Sometimes you just can’t find the right tool for the job. That’s why these photographers made it themselves—then sold it to the rest of us.

ACCESSORY GRIPS FOR COMPACT CAMERAS: Richard Franiec. Riverwoods, IL
kleptography.com/rf $33 (Canon PowerShot S95 grip)
Professional photographers love their compact cameras—the more stylish the better—because they allow them to shoot without the bulk and weight of a DSLR. One tradeoff, though, is that ergonomics are often sacrificed for pocketability. Fortunately for owners of some of the more popular compacts, Richard Franiec makes handsomely machined aluminum grips, hot-shoe covers and cable-release adapters that turn those models into much more solid, versatile tools.
Franiec originally began creating accessories not for ergonomic reasons but for artistic ones. His black-bodied Canon PowerShot G7 had what he considered a major flaw: The threaded adapter ring for supplementary optics was silver rather than black.
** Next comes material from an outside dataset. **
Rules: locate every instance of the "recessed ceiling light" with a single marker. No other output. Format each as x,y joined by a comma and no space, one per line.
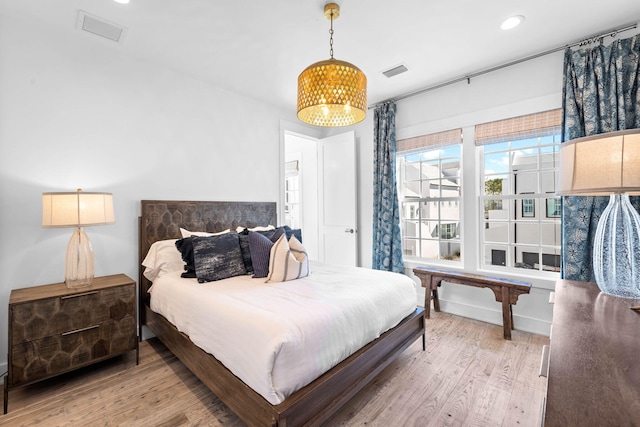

For a candid street photographer like Franiec, the contrast drew undesirable attention to the camera—so he had the ring black-anodized. He sent the modified ring to a fellow G7 fan who ran a website originally devoted to the camera (mycanong7.com), and everybody wanted one. That launched Franiec’s career in compact accessories.
Franiec’s next epiphany came during a vacation, when his wife dropped the G7. The obvious solution was a custom grip for more secure holding. Grips are now the mainstay of the line. And as the high-end compact market has evolved, so has Franiec’s product line—meaning that serious photographers’ love affair with the point-and-shoot is likely to continue.